PARLA, AMORE
Tatiana Alves
 

Acabara. Fechando os olhos e sorrindo em sinal de aprovação, admirou a peça que tantos meses de trabalho consumira. Aquela estátua, sem dúvida a sua obra-prima, parecia quase real. Entendeu, por um momento, a fúria desesperada do escultor que, indignado ante a perfeição de sua obra, a mutilara. Perfeita porém muda. Ideal para alguns homens, mas não para o coração de um artista. Já a sua escultura, apesar de dotada de indiscutível beleza, possuía um quê de imperfeita, como que a contrariar a ditadura estética. Seu olhar - se é que uma estátua tem propriamente um olhar - parecia levemente desafiador, como se o instigasse a conhecê-la melhor.

Aquela escultura era, de fato, diferente. Pela primeira vez, ele não se tinha valido de modelos vivos, ou mesmo de fotos. Como se fosse o original e não a réplica, aquela estátua era única, ímpar. Excitado com o pensamento, tocou-lhe de leve a face, como que desejando que ela docemente lhe devolvesse o olhar. Seu corpo lembrava o de alguma deusa grega, mas os traços do rosto sugeriam uma mulher moderna.

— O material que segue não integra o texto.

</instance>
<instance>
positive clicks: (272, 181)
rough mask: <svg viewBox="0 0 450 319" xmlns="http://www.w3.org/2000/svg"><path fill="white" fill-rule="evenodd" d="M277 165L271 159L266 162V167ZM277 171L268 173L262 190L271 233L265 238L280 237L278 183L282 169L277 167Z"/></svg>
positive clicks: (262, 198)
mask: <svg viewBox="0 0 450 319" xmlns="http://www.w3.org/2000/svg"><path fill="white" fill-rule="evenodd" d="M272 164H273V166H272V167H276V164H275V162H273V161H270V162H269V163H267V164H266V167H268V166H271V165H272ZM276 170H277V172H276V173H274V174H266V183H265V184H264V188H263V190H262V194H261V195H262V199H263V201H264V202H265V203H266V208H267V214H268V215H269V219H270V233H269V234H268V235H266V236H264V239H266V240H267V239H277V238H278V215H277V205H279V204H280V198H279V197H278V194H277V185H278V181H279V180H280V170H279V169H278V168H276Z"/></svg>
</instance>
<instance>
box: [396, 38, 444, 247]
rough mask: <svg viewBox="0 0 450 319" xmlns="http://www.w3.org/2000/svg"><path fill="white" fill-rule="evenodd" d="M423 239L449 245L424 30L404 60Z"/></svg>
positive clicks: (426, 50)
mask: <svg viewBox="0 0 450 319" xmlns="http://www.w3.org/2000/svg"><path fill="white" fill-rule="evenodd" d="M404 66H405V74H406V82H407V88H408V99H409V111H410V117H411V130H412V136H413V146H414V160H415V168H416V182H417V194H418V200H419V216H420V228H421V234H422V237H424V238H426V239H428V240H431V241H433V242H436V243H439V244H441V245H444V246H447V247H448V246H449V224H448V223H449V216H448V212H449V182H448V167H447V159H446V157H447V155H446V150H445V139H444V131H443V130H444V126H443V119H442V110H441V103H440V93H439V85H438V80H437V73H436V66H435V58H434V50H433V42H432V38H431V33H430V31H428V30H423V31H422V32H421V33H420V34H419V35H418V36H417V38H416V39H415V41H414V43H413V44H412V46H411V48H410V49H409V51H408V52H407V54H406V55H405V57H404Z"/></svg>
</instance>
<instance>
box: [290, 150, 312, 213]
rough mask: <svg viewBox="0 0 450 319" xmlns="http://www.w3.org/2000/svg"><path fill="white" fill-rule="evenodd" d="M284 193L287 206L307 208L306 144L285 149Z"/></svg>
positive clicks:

Surpreendeu-se com a sensação de vazio trazida pelo término da obra. Como seriam suas noites a partir de agora, sem a perspectiva de tocar novamente aquele corpo? Seu perfeccionismo levara-o a dedicar àquela obra muito mais tempo do que o habitual, e a idéia de retornar aos seus vasos e colunas, feitos para ganhar o sustento, parecia-lhe medíocre. Não, pensava ele, não posso acabar com ela. Ao mesmo tempo, era uma quase profanação tentar modificar aquela obra. Deixando o atelier, serviu-se de um cálice de vinho, seu companheiro inseparável durante o processo de criação da Deusa. Sabia que jamais a venderia. À semelhança das Deusas, ela o havia de algum modo enfeitiçado, condenando-o a adorá-la. Olhara em seus olhos, tragando-lhe os pensamentos mais recônditos e inconfessáveis, tornando-se sua cúmplice eterna.

Obcecado, correu para o atelier apenas para vê-la, como um namorado que telefona a cada meia hora para ouvir a voz da amada. Como que para se certificar de que Diana - Deus, ele até já lhe dera um nome - ainda estaria lá, subiu os degraus dois a dois.

Mas ela desaparecera. Quem poderia ter entrado ali sem que ele visse? Como faria para recuperar a obra de sua vida? Será que jamais a reencontraria? Desvairado, vagou pelas tranqüilas ruas do bairro, como se pudesse se deparar com ela em alguma esquina. Buscá-la-ia nos infernos, enfrentaria monstros, decifraria enigmas, se preciso fosse, para tê-la novamente nos braços.

Após dois dias deambulando como um peregrino errante, veio a prostração. Desespero e exaustão alternavam-se, deixando-o em um estado de torpor que só foi rompido pelo som de uma leve batida à porta. Em um lampejo de esperança, levantou-se do chão e alinhou os cabelos. Tolice, pensou, ninguém devolveria aquela perfeição. Seu ceticismo deu lugar ao deslumbramento quando viu a jovem que se preparava para partir. Inexplicavelmente, seu rosto era idêntico ao de Diana, inclusive com o olhar desafiador e o riso levemente jocoso. Reparando bem, o rosto formava uma covinha apenas de um lado quando a moça sorria. Atordoado, mostrou-lhe algumas peças decorativas, motivo de sua vinda. Ah, claro, o anúncio no jornal do bairro, pensava ele, enquanto ajeitava a camisa e procurava em Débora - era esse o seu nome - diferenças entre ela e Diana. O chapéu e o vestido florido davam-lhe um ar primaveril, e o passo ao mesmo tempo firme e gracioso eram exatamente como os de uma Deusa que passeasse pelo mundo.

Após a escolha de algumas peças, tarefa em que ela se demorara mais do que o necessário, intercalando perguntas pessoais com outras referentes às obras, convidou-o a acompanhá-la em um passeio. Encantado, deu-lhe o braço e sorriu. De alguma forma, sabia que ela lhe pertencia, e ele a ela. Pensando bem, não fazia mais diferença que, em seus braços, fosse ele a criatura.